Consider the function $\phi_a:\mathcal F\to\mathcal F$ defined as follows: \begin{align} \phi_a[f](x) = f(x+a). \end{align} Is this $\phi_a$ local? Well, for $a=0$ it certainly is since it agrees with $\phi_0$. What about for $a\neq 0$? Well for such a case $\phi_a$ certainly is not because $f(x+a)$ depends both on $f(x)$ and on an infinite number of derivatives of $f$ at $x$. What about the functional $\Phi_a$ obtained by integrating $\phi_a$? Notice that \begin{align} \Phi_a[f] &= \int_{\mathbb R} dx\,\phi_a[f](x) \\ &= \int_{\mathbb R} dx\, f(x+a) \\ &= \int_{\mathbb R} dx\, f(x) \\ &= \int_{\mathbb R} dx\, \phi_0[f](x)\\ &= \Phi_0[f]. \end{align} So $\Phi_a[f]$ is local even though $\phi_a$ is not for $a\neq 0$.

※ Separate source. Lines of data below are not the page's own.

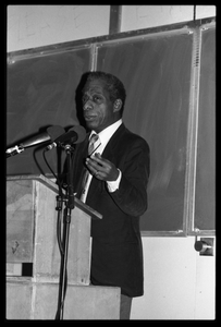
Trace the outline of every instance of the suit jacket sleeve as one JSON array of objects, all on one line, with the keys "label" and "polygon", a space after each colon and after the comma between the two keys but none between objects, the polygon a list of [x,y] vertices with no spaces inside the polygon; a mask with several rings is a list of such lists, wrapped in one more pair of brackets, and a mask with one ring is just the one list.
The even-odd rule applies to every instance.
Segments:
[{"label": "suit jacket sleeve", "polygon": [[[149,147],[142,137],[137,137],[125,147],[125,154],[119,165],[122,178],[119,189],[110,193],[122,211],[138,217],[147,209],[147,182],[149,177]],[[116,160],[118,161],[118,160]]]}]

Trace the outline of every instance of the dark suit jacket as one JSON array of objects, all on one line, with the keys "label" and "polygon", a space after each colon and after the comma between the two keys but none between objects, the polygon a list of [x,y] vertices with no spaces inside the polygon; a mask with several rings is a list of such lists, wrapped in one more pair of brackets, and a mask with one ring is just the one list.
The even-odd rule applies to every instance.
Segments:
[{"label": "dark suit jacket", "polygon": [[[76,146],[73,158],[74,192],[79,197],[87,156],[88,137]],[[143,249],[139,216],[147,209],[149,147],[144,138],[124,124],[107,144],[102,157],[122,171],[119,190],[110,193],[107,184],[93,178],[86,204],[100,213],[91,221],[91,283],[116,286],[128,296],[143,295]]]}]

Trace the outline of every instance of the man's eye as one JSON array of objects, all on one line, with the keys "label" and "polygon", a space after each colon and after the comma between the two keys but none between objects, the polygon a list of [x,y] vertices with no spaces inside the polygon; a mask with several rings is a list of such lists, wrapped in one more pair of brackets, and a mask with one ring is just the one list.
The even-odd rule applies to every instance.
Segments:
[{"label": "man's eye", "polygon": [[87,100],[88,100],[88,97],[87,97],[87,96],[84,96],[84,97],[82,98],[83,104],[85,104]]},{"label": "man's eye", "polygon": [[97,101],[99,101],[99,100],[100,100],[100,97],[99,97],[99,96],[97,96],[97,95],[94,95],[94,96],[93,96],[93,101],[97,102]]}]

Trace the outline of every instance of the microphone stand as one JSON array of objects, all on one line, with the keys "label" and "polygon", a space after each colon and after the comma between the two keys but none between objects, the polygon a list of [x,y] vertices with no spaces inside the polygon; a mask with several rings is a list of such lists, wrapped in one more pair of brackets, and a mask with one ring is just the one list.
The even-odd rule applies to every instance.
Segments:
[{"label": "microphone stand", "polygon": [[64,298],[66,291],[66,265],[67,265],[67,253],[69,253],[69,234],[70,234],[70,223],[72,209],[74,209],[74,193],[72,184],[72,171],[71,171],[71,154],[74,150],[70,144],[63,146],[66,153],[66,167],[67,167],[67,187],[66,187],[66,198],[64,208],[64,220],[63,220],[63,251],[61,253],[61,269],[60,269],[60,283],[59,283],[59,307],[56,315],[56,319],[63,319],[64,311]]}]

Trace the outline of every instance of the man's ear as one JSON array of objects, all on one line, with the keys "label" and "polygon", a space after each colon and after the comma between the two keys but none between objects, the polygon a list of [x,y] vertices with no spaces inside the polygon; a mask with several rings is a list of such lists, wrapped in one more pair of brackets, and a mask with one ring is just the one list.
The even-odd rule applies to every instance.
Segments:
[{"label": "man's ear", "polygon": [[120,111],[121,108],[122,108],[122,100],[121,99],[116,99],[114,102],[113,102],[113,112],[116,112],[116,111]]}]

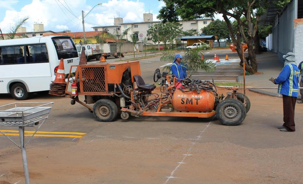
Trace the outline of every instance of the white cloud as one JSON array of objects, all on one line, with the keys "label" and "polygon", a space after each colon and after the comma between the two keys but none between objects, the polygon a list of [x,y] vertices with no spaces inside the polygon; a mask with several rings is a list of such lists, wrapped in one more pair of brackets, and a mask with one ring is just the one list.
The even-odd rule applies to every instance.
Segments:
[{"label": "white cloud", "polygon": [[60,29],[66,30],[68,28],[68,27],[67,26],[64,25],[56,25],[56,28],[57,29]]},{"label": "white cloud", "polygon": [[158,5],[158,8],[161,9],[162,6],[165,6],[165,3],[161,1],[159,2],[159,5]]},{"label": "white cloud", "polygon": [[[11,5],[17,1],[0,0],[0,2],[4,1],[11,1],[10,4]],[[45,31],[59,31],[68,28],[72,31],[82,31],[81,11],[84,11],[86,15],[92,7],[87,5],[85,0],[65,1],[68,6],[63,1],[33,0],[30,4],[25,6],[19,11],[10,10],[6,7],[5,16],[2,20],[0,20],[0,27],[4,33],[7,32],[12,24],[14,24],[21,18],[28,16],[29,19],[25,27],[28,31],[33,31],[33,24],[37,22],[42,22]],[[60,2],[66,8],[68,6],[70,8],[70,11],[77,18],[68,11]],[[138,0],[110,0],[96,6],[86,16],[84,19],[85,31],[92,31],[92,27],[98,25],[113,25],[114,18],[118,16],[123,18],[124,22],[142,21],[143,14],[145,12],[144,3]],[[155,15],[154,15],[154,21],[156,20],[155,16]]]}]

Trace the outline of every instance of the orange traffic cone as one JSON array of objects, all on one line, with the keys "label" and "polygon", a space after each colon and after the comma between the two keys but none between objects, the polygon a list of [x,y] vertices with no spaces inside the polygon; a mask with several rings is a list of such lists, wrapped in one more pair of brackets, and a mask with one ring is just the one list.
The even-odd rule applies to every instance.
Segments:
[{"label": "orange traffic cone", "polygon": [[101,59],[100,60],[100,62],[106,62],[106,61],[105,60],[105,57],[104,56],[102,56],[101,57]]},{"label": "orange traffic cone", "polygon": [[59,67],[56,74],[55,80],[53,81],[54,83],[56,84],[65,83],[65,74],[64,71],[64,64],[63,62],[63,58],[61,58],[60,63],[59,64]]},{"label": "orange traffic cone", "polygon": [[219,59],[219,56],[217,56],[217,62],[216,63],[219,63],[220,62],[220,60]]},{"label": "orange traffic cone", "polygon": [[81,52],[81,55],[80,55],[80,62],[79,65],[86,65],[87,64],[87,60],[86,60],[86,56],[85,56],[85,47],[82,47],[82,50]]}]

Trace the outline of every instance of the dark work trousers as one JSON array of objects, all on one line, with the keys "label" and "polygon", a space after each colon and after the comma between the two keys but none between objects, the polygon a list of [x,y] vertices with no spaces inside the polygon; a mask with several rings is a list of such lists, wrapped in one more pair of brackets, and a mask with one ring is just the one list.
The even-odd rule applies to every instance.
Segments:
[{"label": "dark work trousers", "polygon": [[297,97],[282,95],[283,96],[283,126],[288,131],[296,130],[295,127],[295,106]]},{"label": "dark work trousers", "polygon": [[[300,87],[303,88],[303,82],[300,81]],[[300,89],[300,94],[301,95],[301,100],[303,101],[303,89]]]}]

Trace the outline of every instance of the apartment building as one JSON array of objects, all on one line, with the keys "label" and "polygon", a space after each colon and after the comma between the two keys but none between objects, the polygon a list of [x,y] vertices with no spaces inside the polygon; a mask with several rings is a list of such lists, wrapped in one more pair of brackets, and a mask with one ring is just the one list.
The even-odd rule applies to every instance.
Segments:
[{"label": "apartment building", "polygon": [[[129,40],[131,41],[131,35],[138,37],[139,33],[142,33],[143,35],[143,39],[146,39],[148,42],[152,44],[151,38],[147,36],[147,31],[150,26],[159,24],[160,22],[153,21],[153,14],[151,13],[144,14],[143,15],[143,22],[127,23],[123,23],[123,19],[122,18],[114,18],[114,25],[96,26],[93,27],[92,28],[94,29],[93,31],[107,31],[104,29],[107,28],[108,30],[110,30],[109,28],[115,29],[119,30],[120,33],[121,33],[125,29],[131,27],[132,28],[128,32],[128,36],[125,37],[125,38],[127,38]],[[192,29],[199,33],[201,33],[201,29],[207,26],[214,19],[212,18],[203,18],[191,21],[180,21],[178,22],[180,27],[182,28],[184,31]],[[108,32],[112,33],[110,31]]]}]

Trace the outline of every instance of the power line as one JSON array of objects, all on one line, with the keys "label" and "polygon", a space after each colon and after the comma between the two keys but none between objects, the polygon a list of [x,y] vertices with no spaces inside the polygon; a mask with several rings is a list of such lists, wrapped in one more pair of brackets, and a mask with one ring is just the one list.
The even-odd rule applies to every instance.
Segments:
[{"label": "power line", "polygon": [[[62,3],[60,1],[60,0],[58,0],[58,1],[59,2],[59,3],[60,3],[60,4],[61,4],[61,5],[62,5],[62,6],[63,6],[63,7],[64,7],[65,8],[65,9],[66,9],[69,12],[69,13],[71,13],[71,14],[72,15],[73,15],[74,17],[76,17],[76,18],[77,18],[79,20],[80,20],[80,19],[79,19],[79,18],[78,18],[78,17],[77,17],[74,14],[74,13],[73,13],[71,11],[72,11],[71,10],[70,11],[64,5],[63,5],[63,4],[62,4]],[[66,4],[66,3],[65,3],[65,4]],[[66,5],[67,5],[67,4]],[[68,7],[68,8],[69,8],[69,7]]]}]

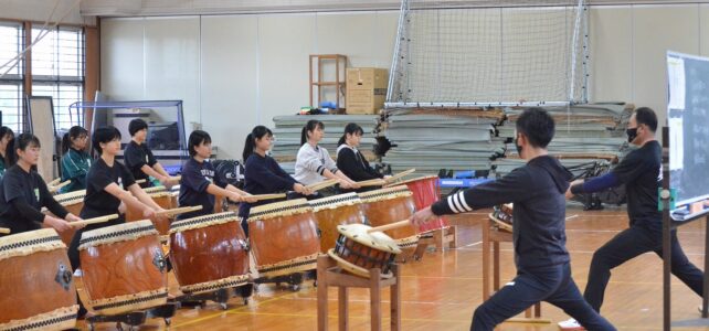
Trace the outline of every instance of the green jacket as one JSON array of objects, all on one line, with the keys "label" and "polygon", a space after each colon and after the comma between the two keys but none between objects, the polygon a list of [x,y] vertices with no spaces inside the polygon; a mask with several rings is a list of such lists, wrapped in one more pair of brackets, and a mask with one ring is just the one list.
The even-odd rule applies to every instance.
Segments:
[{"label": "green jacket", "polygon": [[85,151],[73,148],[62,157],[62,182],[71,180],[72,183],[62,188],[61,193],[86,189],[86,173],[92,164],[91,156]]}]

The lesson of this example is this: you may encounter an integral functional $\Phi:\mathcal F\to\mathbb R$ that is defined by integrating over a non-local function $\phi:\mathcal F\to\mathcal F$. However, there might still be a way of writing the functional $\Phi$ as the integral over a different function, say $\phi'$, that is local, in which case we can assert that $\Phi$ is local as well because to verify that a functional is local, you just need to find one way of writing it as the integral of a local function.
Best Answer
A quantity is local if it is a finite linear combination $\sum_k g_k P_k(x)~~$ of products $P_k(x)$ (or other pointwise functions, such as $\sin \Phi(x)~$ for sine-Gordon theory) of field operators or their derivatives at the same point $x$.
A quantum field theory is local if its classical Lagrangian density is local. (By abuse of terminology, an action or a Lagrangian may also be called local if the corresponding Lagrangian density is local.)
Since in QFT fields are only operator-valued distributions, a local quantum field product is not well-defined without a renormalization prescription, which involves an appropriate limit of nonlocal approximations. In 1+1D, normal ordering is sufficient to renormalize the field products, while in 3D and 4D more complicated (mass and wave function) renormalizations are needed to make sense of these products.